Call me old fashioned. I prefer cash. Here's why ...
FACT 1: Cash has an emotional attachment.
As for credit cards, not so much. Why is detachement a problem?
We could swipe all day, everyday (and some people do) and not feel a thing. Credit cards turn money into a mystical unseen thing that doesn’t exist. This makes it SO easy to lose track of how much we are spending.
The emotional attachment to cash can work to our benefit. It’s a lot harder to part with our money when it’s cash. It gives us a little pang right in the heart. Ultimately we are more selective of what we buy and will tend to keep more of our money.
This first fact is the base emotion that forms other problems associated with credit (and debit) cards.
FACT #2: People spend more money when they use a card (even a debit card)
Using a card to pay makes it especially easy to go over budget and run out of money sooner. It's directly related to the first fact that we just discussed. We simply don't feel any pain when spend on a card and so spending too doesn't register.
I’ve tested the theory myself. I had a set budget for groceries and was paying for them with a debit card on a regular basis. When I looked back, I consistently went over my budget by an average of 18%.

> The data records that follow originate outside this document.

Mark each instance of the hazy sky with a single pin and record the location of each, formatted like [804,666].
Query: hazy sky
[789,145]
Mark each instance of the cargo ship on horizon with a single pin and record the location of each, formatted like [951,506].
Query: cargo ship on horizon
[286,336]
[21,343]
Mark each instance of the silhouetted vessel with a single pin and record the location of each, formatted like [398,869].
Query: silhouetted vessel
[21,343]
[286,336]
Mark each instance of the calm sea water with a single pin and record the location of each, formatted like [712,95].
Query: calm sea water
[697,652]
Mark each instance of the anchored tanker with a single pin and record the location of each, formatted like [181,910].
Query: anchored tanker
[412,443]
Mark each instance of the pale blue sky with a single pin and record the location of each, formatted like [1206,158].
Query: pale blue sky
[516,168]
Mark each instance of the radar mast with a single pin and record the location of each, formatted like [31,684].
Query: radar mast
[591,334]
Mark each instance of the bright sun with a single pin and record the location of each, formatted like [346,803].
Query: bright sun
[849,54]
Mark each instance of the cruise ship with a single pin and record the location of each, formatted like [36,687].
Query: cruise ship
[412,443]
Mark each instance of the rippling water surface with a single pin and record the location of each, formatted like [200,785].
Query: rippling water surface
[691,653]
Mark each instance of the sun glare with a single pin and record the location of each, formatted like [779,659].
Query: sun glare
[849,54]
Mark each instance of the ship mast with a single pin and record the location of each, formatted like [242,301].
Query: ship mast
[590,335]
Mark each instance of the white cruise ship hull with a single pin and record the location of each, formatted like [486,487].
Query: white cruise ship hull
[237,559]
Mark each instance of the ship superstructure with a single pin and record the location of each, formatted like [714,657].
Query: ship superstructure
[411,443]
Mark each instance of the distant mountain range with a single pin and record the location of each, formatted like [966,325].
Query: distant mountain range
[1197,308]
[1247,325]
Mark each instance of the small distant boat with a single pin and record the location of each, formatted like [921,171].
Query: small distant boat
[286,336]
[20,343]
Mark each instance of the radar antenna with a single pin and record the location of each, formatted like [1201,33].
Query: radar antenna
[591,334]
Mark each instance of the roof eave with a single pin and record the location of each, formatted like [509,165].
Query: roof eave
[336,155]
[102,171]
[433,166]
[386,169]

I’m an avid budgeter, so how’d it happen?
That little impulse-buy voice in the back of my head that says, “Yeah, buy the jeans, they're only a little more than you were planning to spend.” Or “Sure, put it in the cart. It’ll be fine.”
Which leads to my next point …
The true cost of a credit card
Minimum Payment: $60
Interest: 12% (Low)
FACT #3: Credit card users purchase more unhealthy foods
Those paying with a card are more likely to cave to impulse buys and add extra junk food to their cart.
According to research, it goes back to that “cash = emotion” thing. “Since paying with cash feels more painful than paying by credit or debit cards, paying in cash can reduce the purchase of unhealthy food items.”
FACT #4: Cash payers hold their “stuff” at a higher value
When you’ve created an emotional bond with something you paid your hard earned dollars to get, you tend to take better care of it.
Researchers tested this and found that credit card payers were also willing to part with their stuff for a lower price when asked to resell the item.
For example: Two people buy an identical lamp for the same price. One pays cash, one pays with a card. When asked how much they'd resell the lamp for, the card payer would give a lower resell amount than the cash payer.
FACT #5: When cash is gone, you can’t spend anymore
Let’s say you go to the grocery store and all you have is $50. You bet your booty you’re not going 1 solitary penny over your $50 budget. No extra ice cream jumping in the cart. You’re even going to pay close enough attention to know that sales tax won’t put you over. Who wants to be embarrassed at checkout and have to put something back because you don’t have enough money to cover it?
Is using a card ever ok?
Using cash for everyday items would include my groceries, clothes, housewares, etc. In other words, if you go into a store, use cash.
I do realize there are many places you can’t use cash, so I use a debit card. For example, paying at the gas pump …
I have little kids so it makes getting out of the car to go in to pay is difficult.
Anything online, car rentals, etc. have all accepted debit cards. I can think of only 1 instance where someone said they only took credit cards, not debit cards. So, I went to the next business and they accepted my debit card just fine.
I haven’t had an actual credit card for YEARS because I find that I don’t need one.
Are credit cards evil? No, that’s just silly. It's a piece of plastic. It has no morals. It only does what it's owner asks it to do.
Can they get well-meaning people into debt trouble? Yes.
And spending your own money will not.